The National Day on Writing is an annual tribute taking place Oct. 20 across the United States as a unified effort to celebrate the written word. Originated by the National Council of Teachers of English in 2009, San Jacinto College Central Campus organized its first commemoration in 2010 at the urging of an English professor. This year, the Central Campus English department hosted a celebration Oct. 24 in the Student Center featuring a wide array of writing-centered activities.
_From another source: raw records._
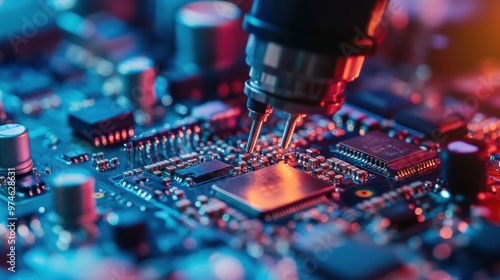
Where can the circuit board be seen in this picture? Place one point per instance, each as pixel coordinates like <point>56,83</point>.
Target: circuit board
<point>358,195</point>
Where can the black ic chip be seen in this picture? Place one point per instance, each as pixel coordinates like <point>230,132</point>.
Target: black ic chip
<point>205,171</point>
<point>388,156</point>
<point>433,123</point>
<point>400,215</point>
<point>273,192</point>
<point>77,156</point>
<point>105,123</point>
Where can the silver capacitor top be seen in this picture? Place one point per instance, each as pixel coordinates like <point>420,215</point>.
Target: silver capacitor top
<point>14,149</point>
<point>208,35</point>
<point>75,205</point>
<point>138,75</point>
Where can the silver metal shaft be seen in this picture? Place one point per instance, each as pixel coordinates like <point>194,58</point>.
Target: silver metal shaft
<point>290,125</point>
<point>254,134</point>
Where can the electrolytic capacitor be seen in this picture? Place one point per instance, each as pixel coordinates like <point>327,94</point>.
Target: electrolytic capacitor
<point>138,75</point>
<point>14,149</point>
<point>464,168</point>
<point>208,35</point>
<point>74,199</point>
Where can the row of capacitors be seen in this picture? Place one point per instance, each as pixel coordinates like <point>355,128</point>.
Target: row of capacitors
<point>73,191</point>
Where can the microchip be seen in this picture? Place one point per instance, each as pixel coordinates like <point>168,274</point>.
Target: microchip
<point>495,158</point>
<point>273,192</point>
<point>105,123</point>
<point>205,171</point>
<point>388,156</point>
<point>76,156</point>
<point>433,123</point>
<point>381,103</point>
<point>328,256</point>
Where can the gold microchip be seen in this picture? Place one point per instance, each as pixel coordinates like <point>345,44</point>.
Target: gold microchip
<point>273,192</point>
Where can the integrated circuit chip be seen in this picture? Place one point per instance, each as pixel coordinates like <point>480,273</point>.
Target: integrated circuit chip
<point>433,123</point>
<point>105,123</point>
<point>388,156</point>
<point>205,171</point>
<point>273,192</point>
<point>76,156</point>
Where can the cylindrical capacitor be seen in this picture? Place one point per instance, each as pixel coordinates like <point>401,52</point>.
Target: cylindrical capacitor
<point>74,199</point>
<point>208,35</point>
<point>138,75</point>
<point>464,168</point>
<point>14,149</point>
<point>128,230</point>
<point>3,114</point>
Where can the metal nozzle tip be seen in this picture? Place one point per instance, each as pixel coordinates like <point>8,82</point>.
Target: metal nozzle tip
<point>253,135</point>
<point>292,121</point>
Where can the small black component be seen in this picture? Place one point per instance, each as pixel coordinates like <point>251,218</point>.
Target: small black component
<point>495,158</point>
<point>433,123</point>
<point>77,156</point>
<point>273,192</point>
<point>464,169</point>
<point>30,185</point>
<point>381,103</point>
<point>137,179</point>
<point>400,215</point>
<point>105,123</point>
<point>128,229</point>
<point>205,171</point>
<point>388,156</point>
<point>335,258</point>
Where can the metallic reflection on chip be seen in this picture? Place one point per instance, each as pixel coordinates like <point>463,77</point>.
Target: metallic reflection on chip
<point>273,192</point>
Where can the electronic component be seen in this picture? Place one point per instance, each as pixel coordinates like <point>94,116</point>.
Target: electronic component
<point>129,230</point>
<point>73,197</point>
<point>431,122</point>
<point>388,156</point>
<point>464,167</point>
<point>218,116</point>
<point>282,50</point>
<point>15,149</point>
<point>274,191</point>
<point>76,156</point>
<point>208,24</point>
<point>138,76</point>
<point>105,123</point>
<point>399,216</point>
<point>204,171</point>
<point>334,257</point>
<point>381,103</point>
<point>31,186</point>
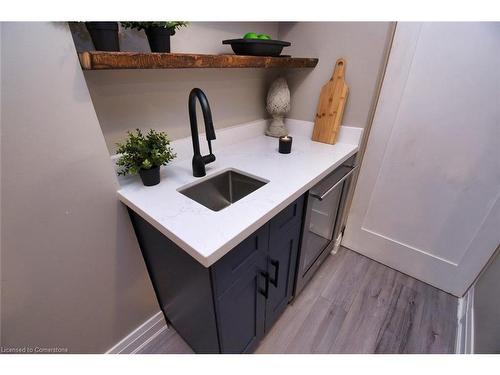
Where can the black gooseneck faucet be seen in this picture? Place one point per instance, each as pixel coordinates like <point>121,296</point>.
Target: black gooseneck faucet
<point>200,161</point>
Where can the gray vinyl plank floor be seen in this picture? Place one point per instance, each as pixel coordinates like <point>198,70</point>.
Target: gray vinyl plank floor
<point>354,305</point>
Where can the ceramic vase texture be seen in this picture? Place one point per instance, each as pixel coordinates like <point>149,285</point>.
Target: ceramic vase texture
<point>278,105</point>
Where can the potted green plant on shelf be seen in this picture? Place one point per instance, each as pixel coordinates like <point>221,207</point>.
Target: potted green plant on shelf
<point>144,155</point>
<point>104,35</point>
<point>158,33</point>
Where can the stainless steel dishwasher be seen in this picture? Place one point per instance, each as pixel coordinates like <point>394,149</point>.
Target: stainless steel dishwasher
<point>323,220</point>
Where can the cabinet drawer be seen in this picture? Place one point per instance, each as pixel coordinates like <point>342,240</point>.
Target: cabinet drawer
<point>288,217</point>
<point>245,255</point>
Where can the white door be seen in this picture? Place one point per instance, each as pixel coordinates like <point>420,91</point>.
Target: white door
<point>427,198</point>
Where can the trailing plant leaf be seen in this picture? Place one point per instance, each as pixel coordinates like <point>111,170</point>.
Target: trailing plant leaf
<point>143,152</point>
<point>171,25</point>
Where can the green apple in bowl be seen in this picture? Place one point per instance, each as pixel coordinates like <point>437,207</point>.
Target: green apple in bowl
<point>251,36</point>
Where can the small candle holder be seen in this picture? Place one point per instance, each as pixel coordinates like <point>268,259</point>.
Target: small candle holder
<point>285,146</point>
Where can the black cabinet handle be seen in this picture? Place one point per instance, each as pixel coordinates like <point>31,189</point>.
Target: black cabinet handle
<point>276,265</point>
<point>265,291</point>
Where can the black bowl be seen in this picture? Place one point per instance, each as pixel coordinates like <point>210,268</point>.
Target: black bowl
<point>257,47</point>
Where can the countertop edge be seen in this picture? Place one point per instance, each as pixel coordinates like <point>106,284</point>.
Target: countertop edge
<point>230,244</point>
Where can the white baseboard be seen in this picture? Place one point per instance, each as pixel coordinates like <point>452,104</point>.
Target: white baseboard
<point>465,327</point>
<point>140,336</point>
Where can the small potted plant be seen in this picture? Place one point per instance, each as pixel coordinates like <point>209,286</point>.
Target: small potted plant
<point>158,33</point>
<point>104,35</point>
<point>144,155</point>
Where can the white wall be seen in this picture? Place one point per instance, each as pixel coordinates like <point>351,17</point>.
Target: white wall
<point>363,45</point>
<point>72,272</point>
<point>487,309</point>
<point>157,99</point>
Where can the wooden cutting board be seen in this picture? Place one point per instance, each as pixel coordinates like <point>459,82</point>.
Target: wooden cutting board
<point>331,105</point>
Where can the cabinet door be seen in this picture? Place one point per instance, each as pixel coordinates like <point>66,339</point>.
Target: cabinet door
<point>241,284</point>
<point>282,259</point>
<point>241,311</point>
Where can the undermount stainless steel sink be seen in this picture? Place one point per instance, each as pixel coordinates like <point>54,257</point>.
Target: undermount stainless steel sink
<point>223,189</point>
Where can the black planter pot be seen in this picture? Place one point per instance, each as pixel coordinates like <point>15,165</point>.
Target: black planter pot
<point>150,177</point>
<point>104,35</point>
<point>159,38</point>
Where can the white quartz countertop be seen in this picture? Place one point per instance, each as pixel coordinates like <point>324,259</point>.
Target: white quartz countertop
<point>208,235</point>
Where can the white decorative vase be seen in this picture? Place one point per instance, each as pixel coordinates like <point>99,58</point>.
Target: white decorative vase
<point>278,105</point>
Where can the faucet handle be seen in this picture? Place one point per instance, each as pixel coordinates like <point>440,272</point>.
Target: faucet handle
<point>210,132</point>
<point>208,158</point>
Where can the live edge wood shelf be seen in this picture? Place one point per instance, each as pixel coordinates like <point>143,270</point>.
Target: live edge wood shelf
<point>95,60</point>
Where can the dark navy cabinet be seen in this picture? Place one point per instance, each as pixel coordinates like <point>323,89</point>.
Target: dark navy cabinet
<point>228,307</point>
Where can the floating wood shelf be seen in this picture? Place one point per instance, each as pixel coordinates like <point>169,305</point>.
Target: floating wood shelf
<point>96,60</point>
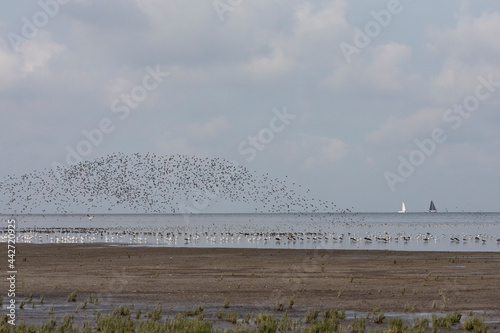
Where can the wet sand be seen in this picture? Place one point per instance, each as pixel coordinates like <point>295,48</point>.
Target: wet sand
<point>257,278</point>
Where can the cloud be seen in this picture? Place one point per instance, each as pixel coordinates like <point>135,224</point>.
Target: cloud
<point>317,152</point>
<point>209,129</point>
<point>472,39</point>
<point>401,130</point>
<point>33,58</point>
<point>386,69</point>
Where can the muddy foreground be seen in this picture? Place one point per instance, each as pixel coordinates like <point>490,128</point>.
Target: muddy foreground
<point>255,279</point>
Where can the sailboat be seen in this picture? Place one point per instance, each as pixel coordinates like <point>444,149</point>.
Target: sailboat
<point>403,209</point>
<point>432,208</point>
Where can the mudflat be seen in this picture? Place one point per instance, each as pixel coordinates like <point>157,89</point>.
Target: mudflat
<point>259,278</point>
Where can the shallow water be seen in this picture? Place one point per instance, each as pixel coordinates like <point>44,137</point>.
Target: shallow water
<point>368,231</point>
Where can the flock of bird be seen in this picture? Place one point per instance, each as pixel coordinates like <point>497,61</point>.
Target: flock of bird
<point>149,183</point>
<point>242,235</point>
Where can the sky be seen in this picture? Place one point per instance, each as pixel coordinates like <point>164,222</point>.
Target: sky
<point>368,104</point>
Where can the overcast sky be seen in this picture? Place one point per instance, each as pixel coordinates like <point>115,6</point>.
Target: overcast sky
<point>366,103</point>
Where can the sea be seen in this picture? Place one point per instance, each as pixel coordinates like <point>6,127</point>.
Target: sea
<point>347,230</point>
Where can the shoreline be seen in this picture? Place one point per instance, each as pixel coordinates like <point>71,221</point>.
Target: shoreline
<point>353,280</point>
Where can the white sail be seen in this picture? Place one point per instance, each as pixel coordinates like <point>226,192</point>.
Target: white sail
<point>403,208</point>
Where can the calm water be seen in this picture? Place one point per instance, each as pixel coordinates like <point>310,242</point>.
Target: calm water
<point>390,231</point>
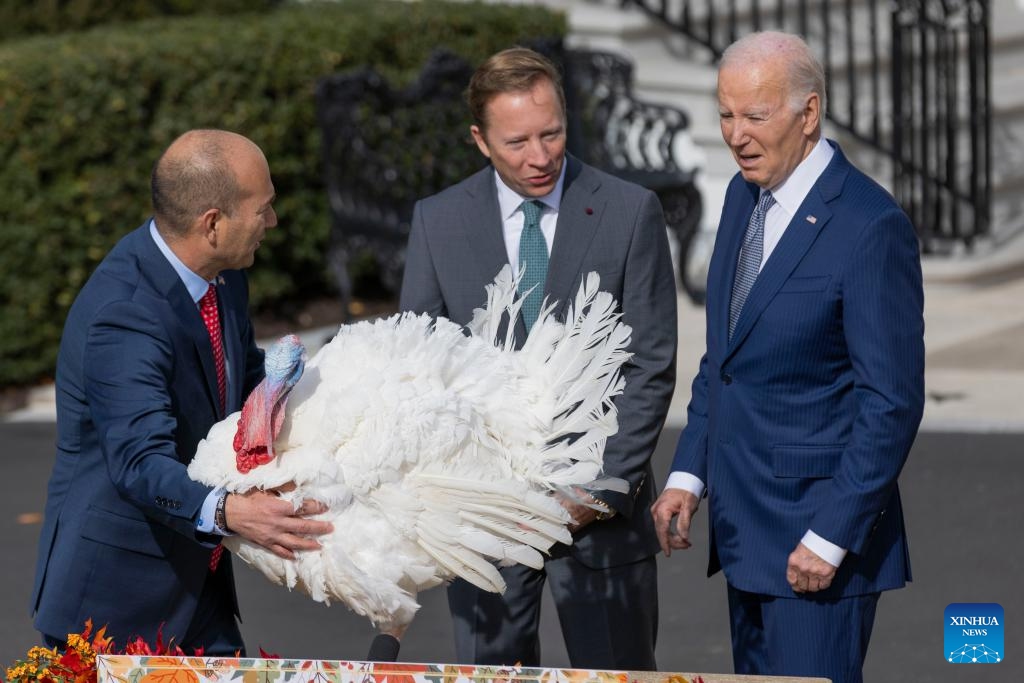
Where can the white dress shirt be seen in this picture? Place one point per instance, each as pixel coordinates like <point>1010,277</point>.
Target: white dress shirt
<point>513,218</point>
<point>788,196</point>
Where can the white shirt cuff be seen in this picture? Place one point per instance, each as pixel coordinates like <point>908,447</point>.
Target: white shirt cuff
<point>686,481</point>
<point>826,550</point>
<point>206,514</point>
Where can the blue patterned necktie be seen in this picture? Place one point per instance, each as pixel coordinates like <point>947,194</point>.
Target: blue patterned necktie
<point>532,258</point>
<point>750,258</point>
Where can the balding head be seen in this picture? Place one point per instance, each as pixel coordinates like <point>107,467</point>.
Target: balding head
<point>801,68</point>
<point>198,172</point>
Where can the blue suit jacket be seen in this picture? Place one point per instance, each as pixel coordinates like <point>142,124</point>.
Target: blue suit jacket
<point>805,419</point>
<point>136,390</point>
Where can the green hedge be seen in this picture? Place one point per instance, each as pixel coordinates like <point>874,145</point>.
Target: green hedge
<point>84,116</point>
<point>24,17</point>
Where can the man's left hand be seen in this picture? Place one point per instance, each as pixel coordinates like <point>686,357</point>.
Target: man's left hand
<point>582,515</point>
<point>807,572</point>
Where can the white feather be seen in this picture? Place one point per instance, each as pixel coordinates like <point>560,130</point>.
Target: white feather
<point>437,452</point>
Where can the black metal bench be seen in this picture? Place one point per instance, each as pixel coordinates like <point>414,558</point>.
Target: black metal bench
<point>384,148</point>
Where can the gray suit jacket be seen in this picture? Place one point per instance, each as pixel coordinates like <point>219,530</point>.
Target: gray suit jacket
<point>605,224</point>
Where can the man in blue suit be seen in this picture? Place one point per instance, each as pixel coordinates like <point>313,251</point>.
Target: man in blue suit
<point>128,539</point>
<point>811,388</point>
<point>605,584</point>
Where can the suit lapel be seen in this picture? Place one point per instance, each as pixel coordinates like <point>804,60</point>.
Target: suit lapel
<point>167,283</point>
<point>735,216</point>
<point>232,346</point>
<point>480,224</point>
<point>579,216</point>
<point>811,218</point>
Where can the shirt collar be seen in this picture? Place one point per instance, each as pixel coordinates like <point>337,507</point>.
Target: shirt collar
<point>195,284</point>
<point>509,200</point>
<point>794,189</point>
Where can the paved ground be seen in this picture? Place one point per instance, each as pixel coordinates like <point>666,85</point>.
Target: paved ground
<point>963,488</point>
<point>963,495</point>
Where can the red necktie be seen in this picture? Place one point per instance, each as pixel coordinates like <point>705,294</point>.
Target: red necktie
<point>208,308</point>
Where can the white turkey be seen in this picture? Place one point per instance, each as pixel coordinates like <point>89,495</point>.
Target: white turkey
<point>437,452</point>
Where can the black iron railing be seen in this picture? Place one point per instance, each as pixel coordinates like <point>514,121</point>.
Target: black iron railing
<point>909,78</point>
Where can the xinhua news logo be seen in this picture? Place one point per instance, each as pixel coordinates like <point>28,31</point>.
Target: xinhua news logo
<point>974,633</point>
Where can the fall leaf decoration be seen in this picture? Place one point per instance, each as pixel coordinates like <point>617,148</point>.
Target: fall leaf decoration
<point>77,663</point>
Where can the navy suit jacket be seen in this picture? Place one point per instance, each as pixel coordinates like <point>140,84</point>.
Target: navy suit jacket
<point>136,390</point>
<point>605,224</point>
<point>805,419</point>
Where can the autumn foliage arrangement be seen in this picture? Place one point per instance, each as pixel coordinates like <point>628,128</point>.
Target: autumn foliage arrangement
<point>76,663</point>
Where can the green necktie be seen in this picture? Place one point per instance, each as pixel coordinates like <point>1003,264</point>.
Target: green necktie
<point>532,258</point>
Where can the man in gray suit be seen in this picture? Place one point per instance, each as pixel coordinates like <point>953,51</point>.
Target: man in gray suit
<point>535,201</point>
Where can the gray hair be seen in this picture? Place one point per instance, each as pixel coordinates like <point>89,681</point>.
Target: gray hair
<point>804,72</point>
<point>193,176</point>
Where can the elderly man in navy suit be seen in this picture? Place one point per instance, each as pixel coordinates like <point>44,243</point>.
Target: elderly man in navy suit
<point>811,389</point>
<point>158,347</point>
<point>544,212</point>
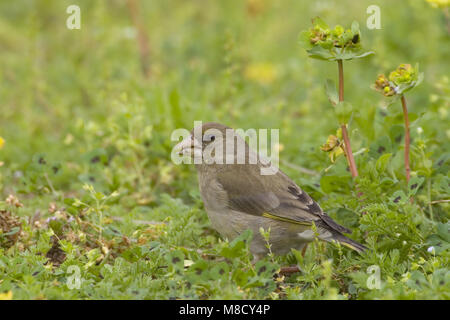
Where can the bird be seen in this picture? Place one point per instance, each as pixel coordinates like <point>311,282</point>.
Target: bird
<point>237,197</point>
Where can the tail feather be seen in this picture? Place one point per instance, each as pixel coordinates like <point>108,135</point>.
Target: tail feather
<point>352,244</point>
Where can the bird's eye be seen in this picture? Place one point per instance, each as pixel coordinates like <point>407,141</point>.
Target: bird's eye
<point>210,138</point>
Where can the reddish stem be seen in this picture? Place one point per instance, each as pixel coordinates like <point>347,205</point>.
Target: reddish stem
<point>347,145</point>
<point>407,138</point>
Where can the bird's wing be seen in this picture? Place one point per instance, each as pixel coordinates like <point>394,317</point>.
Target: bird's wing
<point>272,196</point>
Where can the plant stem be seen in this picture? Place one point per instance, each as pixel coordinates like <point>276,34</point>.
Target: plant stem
<point>347,146</point>
<point>407,138</point>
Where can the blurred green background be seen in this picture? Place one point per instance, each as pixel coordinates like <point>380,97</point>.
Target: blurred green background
<point>236,62</point>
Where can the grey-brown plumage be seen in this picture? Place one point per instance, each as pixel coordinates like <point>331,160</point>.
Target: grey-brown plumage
<point>238,197</point>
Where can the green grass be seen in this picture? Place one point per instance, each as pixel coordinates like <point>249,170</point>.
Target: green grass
<point>87,149</point>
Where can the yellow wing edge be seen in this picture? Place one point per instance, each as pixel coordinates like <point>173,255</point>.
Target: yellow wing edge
<point>274,217</point>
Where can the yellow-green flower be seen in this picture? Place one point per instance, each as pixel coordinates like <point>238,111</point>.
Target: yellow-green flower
<point>334,146</point>
<point>6,295</point>
<point>439,3</point>
<point>382,84</point>
<point>404,73</point>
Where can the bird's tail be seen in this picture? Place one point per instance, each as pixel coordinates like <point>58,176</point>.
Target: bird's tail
<point>349,242</point>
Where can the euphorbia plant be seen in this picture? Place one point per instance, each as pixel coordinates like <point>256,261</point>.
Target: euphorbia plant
<point>402,79</point>
<point>336,44</point>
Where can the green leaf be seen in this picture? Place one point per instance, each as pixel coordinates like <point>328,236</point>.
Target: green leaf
<point>383,162</point>
<point>317,52</point>
<point>304,40</point>
<point>331,184</point>
<point>444,231</point>
<point>414,185</point>
<point>317,21</point>
<point>355,27</point>
<point>330,88</point>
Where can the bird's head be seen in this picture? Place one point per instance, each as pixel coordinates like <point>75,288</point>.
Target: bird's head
<point>212,143</point>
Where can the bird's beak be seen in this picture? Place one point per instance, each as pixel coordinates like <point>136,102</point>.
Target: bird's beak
<point>188,146</point>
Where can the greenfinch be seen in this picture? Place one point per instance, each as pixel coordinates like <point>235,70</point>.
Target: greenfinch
<point>238,197</point>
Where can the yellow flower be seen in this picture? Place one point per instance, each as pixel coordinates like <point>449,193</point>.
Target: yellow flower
<point>439,3</point>
<point>6,295</point>
<point>264,73</point>
<point>334,146</point>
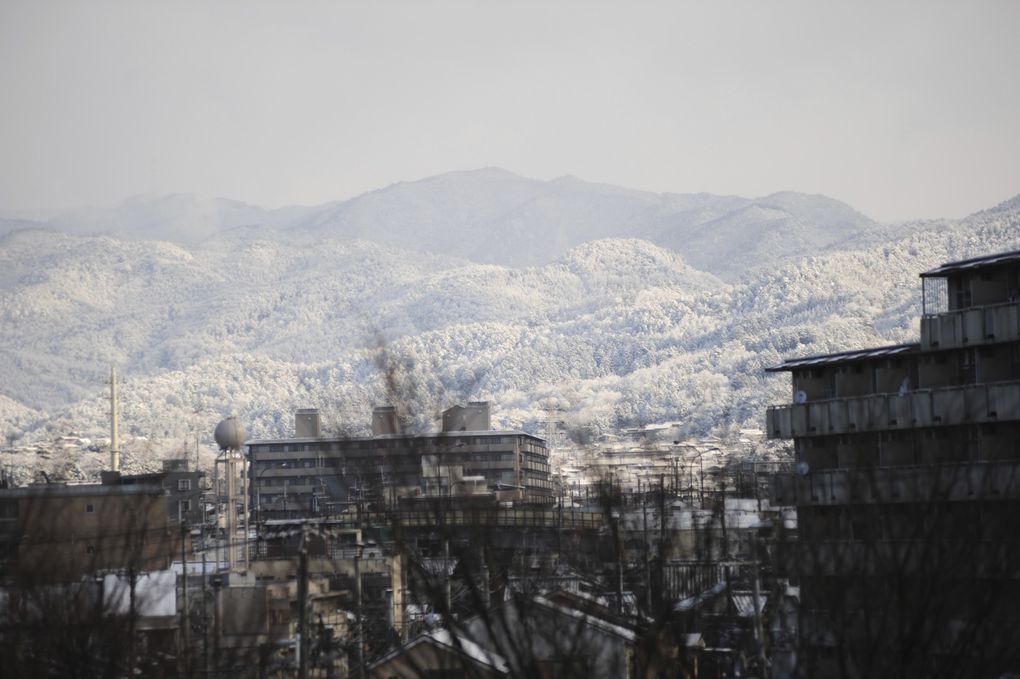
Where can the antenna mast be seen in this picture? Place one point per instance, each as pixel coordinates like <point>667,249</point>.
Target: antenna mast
<point>114,422</point>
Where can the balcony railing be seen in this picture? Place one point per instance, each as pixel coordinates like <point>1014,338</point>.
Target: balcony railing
<point>968,327</point>
<point>950,482</point>
<point>995,402</point>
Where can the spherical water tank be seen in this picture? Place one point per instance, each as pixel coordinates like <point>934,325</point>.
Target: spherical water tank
<point>230,434</point>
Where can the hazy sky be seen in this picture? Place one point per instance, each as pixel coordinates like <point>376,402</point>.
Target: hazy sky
<point>902,109</point>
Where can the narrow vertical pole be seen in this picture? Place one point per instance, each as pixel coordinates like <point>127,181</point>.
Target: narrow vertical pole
<point>246,467</point>
<point>185,622</point>
<point>358,604</point>
<point>756,593</point>
<point>648,556</point>
<point>205,616</point>
<point>114,422</point>
<point>303,605</point>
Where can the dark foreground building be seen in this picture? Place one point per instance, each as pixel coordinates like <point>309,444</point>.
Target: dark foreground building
<point>908,488</point>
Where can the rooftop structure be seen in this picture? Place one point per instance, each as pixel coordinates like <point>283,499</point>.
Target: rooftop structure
<point>908,486</point>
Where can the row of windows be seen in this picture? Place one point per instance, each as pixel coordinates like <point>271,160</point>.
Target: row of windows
<point>384,444</point>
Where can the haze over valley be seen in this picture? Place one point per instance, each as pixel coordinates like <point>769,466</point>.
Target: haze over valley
<point>614,307</point>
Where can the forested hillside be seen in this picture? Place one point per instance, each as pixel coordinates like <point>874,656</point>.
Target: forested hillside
<point>613,331</point>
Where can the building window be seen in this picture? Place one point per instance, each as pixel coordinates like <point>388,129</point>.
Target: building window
<point>8,509</point>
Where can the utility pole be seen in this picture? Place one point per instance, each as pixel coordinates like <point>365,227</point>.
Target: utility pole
<point>185,622</point>
<point>114,422</point>
<point>302,646</point>
<point>648,555</point>
<point>358,611</point>
<point>756,593</point>
<point>205,616</point>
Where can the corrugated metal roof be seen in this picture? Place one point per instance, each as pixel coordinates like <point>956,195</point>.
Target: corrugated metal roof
<point>974,263</point>
<point>846,357</point>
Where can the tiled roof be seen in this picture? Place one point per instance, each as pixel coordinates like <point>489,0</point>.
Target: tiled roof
<point>975,263</point>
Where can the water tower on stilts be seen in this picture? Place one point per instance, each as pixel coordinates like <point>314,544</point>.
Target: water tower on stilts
<point>231,438</point>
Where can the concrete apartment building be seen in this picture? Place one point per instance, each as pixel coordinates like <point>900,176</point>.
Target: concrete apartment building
<point>311,474</point>
<point>908,488</point>
<point>59,533</point>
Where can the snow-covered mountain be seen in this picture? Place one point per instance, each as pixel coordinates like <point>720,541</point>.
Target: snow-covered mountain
<point>494,216</point>
<point>315,311</point>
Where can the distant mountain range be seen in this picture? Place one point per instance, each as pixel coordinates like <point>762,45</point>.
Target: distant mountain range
<point>497,217</point>
<point>615,307</point>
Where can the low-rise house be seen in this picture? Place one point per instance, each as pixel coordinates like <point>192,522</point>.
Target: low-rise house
<point>440,654</point>
<point>56,532</point>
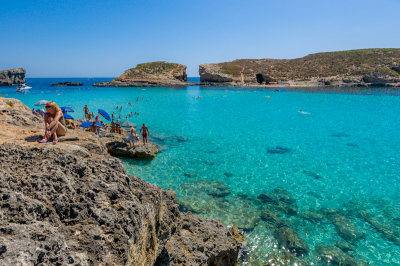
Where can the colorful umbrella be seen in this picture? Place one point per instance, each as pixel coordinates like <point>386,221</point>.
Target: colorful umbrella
<point>66,109</point>
<point>41,102</point>
<point>88,124</point>
<point>67,116</point>
<point>104,114</point>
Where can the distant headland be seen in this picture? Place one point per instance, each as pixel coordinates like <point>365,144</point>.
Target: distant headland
<point>362,67</point>
<point>153,74</point>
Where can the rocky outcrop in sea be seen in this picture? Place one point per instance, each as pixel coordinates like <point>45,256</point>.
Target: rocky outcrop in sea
<point>154,74</point>
<point>13,76</point>
<point>364,67</point>
<point>67,83</point>
<point>72,203</point>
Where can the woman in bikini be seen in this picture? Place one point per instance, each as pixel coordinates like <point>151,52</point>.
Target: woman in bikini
<point>54,123</point>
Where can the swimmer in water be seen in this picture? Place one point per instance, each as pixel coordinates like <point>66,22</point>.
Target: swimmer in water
<point>304,113</point>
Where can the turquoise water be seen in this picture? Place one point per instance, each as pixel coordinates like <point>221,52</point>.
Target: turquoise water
<point>343,155</point>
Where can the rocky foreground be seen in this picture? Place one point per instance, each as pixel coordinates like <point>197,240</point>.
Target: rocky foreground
<point>13,76</point>
<point>154,74</point>
<point>72,203</point>
<point>364,67</point>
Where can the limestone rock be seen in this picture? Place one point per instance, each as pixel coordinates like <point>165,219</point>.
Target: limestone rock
<point>154,74</point>
<point>361,67</point>
<point>13,76</point>
<point>122,149</point>
<point>72,203</point>
<point>289,239</point>
<point>67,83</point>
<point>331,255</point>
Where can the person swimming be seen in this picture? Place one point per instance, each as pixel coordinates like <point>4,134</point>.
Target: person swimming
<point>304,113</point>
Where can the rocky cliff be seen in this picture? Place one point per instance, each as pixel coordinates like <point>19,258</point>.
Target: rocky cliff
<point>345,68</point>
<point>12,76</point>
<point>154,74</point>
<point>72,203</point>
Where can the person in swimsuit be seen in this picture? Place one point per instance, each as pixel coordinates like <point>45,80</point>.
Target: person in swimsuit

North and South Campuses held tribute events Oct. 17 and Oct. 23, respectively.

English Professor Nicholas Weiss, also the committee chair, said the event aims to convey to students that writing is a lifelong process and regardless of technological advances, it is still necessary to learn how to compose written messages for different audiences, purposes, and occasions.

“A day like the National Day on Writing is a day to remind ourselves and remind others that no matter what happens, no matter what technology you have, you need to learn the structure of writing, and write eloquently.”

This year, as students walked up to the entrance of the Student Center, they were greeted with inspirational messages written on the exterior glass of the building on a “Wall of Positive Words” where they were asked to contribute further with words that conveyed positivity.

Inside, students and other attendees took part in many creative writing exercises including composing letters and captioning photos, as well as exchanging books at a book swap station. An activity called “Adding to Stories” asked participants to use text, image, GIF, or meme to continue compositions started with a few words like “On a dark and stormy night …” or “When it’s finals time …”  A notable addition to this year’s lineup was a politically-themed exercise asking students to write down what issues they would like to see on the 2018 ballot.

Weiss acknowledged writing changed over the years, but he said it is crucial to develop a sense of creativity through written words, especially now that fewer students major in English and more are showing interest in technology-driven careers. Even if students choose to use emojis instead of traditional writing, he noted, basic writing skills are still necessary to adequately express one’s thoughts and ideas.

“It is not enough to just create something,” Weiss said. “You have to write about it. Otherwise, people won’t know the importance of it.”


Naomi Gudino contributed to this report.